Why does this "proof" fail to show rationals are uncountable?

Question

I know that rationals are countable, but I'm not seeing the flaw in this reasoning showing that rationals are uncountable:

We start by defining $f:\Bbb N \to \Bbb Q$ such that $$ 1 \mapsto \frac{p_1}{q_1}\\ 2 \mapsto \frac{p_2}{q_2}\\ 3 \mapsto \frac{p_3}{q_3}\\ .\\ .\\ .\\ $$

Then, we construct a new rational number, $c$, such that

$$c=\frac{2^{p_1}5^{p_2}11^{p_3}...}{3^{q_1}7^{q_2}13^{q_3}...}$$

where we choose the bases of the exponents to be prime numbers, alternating between numerator and denominator. We know $c$ is in simplest form, and both the numerator and denominator are unique. Therefore, $c$ is not in our list which contradicts our assumption that we can construct an all-inclusive listing.

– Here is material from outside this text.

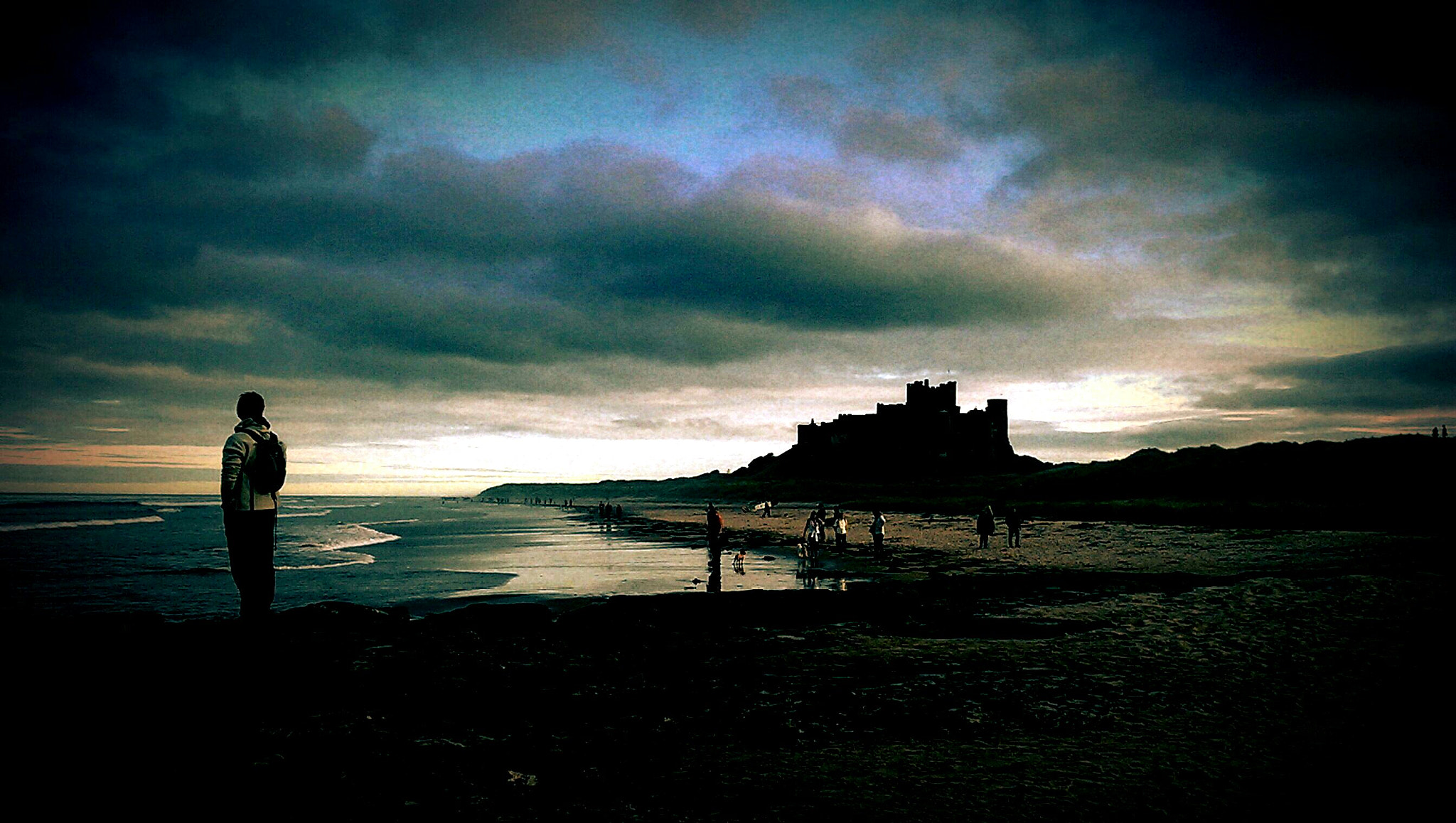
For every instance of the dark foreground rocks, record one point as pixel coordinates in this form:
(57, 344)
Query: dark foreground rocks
(1096, 698)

Obviously the conclusion is absurd, but why? Secondly, why can this reasoning be used to prove $\Bbb R$ is uncountable but can't be used to prove $\Bbb Q$ is uncountable?

Answer 1

First of all, as mentioned in the comments the "object" $c$ you've described is rather problematic: it's not at all clear that that infinite product is well-defined (that is, that the appropriate limit actually exists and is finite).

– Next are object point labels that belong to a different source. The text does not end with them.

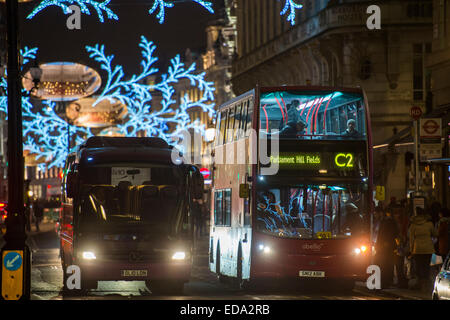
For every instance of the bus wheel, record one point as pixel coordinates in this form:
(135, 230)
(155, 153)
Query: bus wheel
(174, 287)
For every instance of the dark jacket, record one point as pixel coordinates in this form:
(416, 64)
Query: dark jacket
(443, 236)
(387, 233)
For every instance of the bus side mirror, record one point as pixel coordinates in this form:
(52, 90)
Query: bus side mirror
(71, 184)
(197, 183)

More subtly, your argument that $c$ is not on the list breaks down since things aren't "stable" as we take the limit: it's a good exercise to show that there is a sequence of naturals $(a_i)_{i\in\mathbb{N}}$ such that $$\lim_{n\rightarrow\infty}\prod_{i=1}^n{(p_{2i-1})^{a_{2i-1}}\over (p_{2i})^{a_{2i}}}={17\over 42}$$ (for example).

That said, this is in some sense superficial: we can replace the OP's construction with a "digit-by-digit" construction, a la Cantor's diagonal argument, and produce a totally well-defined real number guaranteed to not be on the starting list. So why doesn't that show that the rationals are uncountable?

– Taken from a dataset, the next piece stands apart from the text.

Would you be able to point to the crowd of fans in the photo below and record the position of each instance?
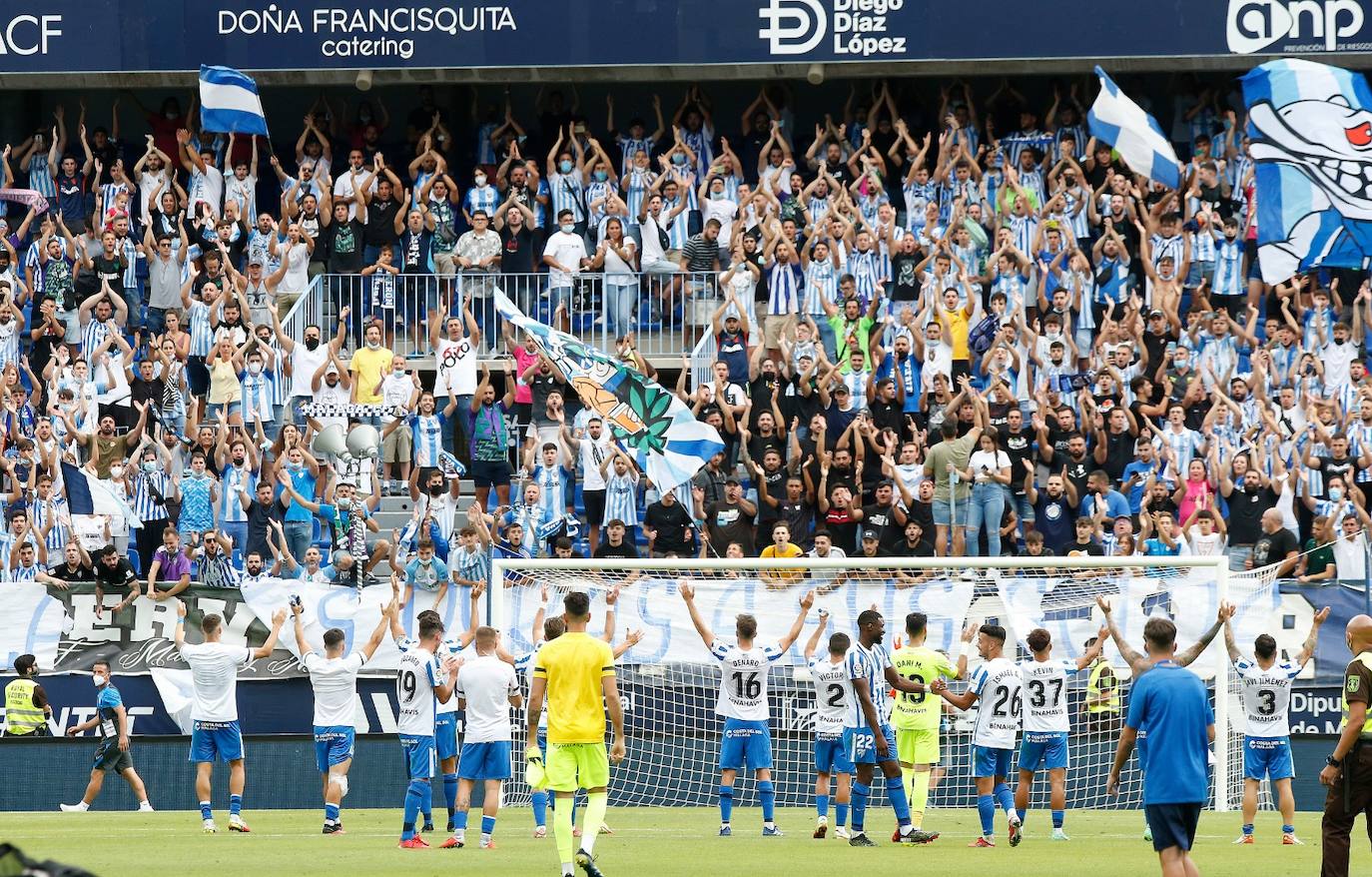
(955, 333)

Well, the point is that there are actually two things we have to show about the "antidiagonal" object $\alpha$ we've constructed from a list $L$ in order to move forward with the diagonal argument:

• We must show that $\alpha$ is not in fact in $L$.

• We also must show that $\alpha$ is the "right sort of thing:" if the goal is to show that $L$ does not exhaust some set $S$, we have to argue that $\alpha\in S$.

When we're looking at the usual diagonal argument, this second step is basically trivial: any infinite string of digits is the expansion of a real number in $[0,1]$.

• More precisely, and in base $2$ for convenience: for any infinite binary sequence $(c_i)_{i\in\mathbb{N}}$, the limit $\lim_{n\rightarrow\infty}\sum_{i=1}^n2^{-i}c_i$ exists and is in $[0,1]$.

For this reason it's often unstated. However, in general this may not be obvious, or indeed may be false. The OP is a case of the latter: when we apply the diagonal argument to a list of rationals, we get a real number (so far so good) which is not rational (oops).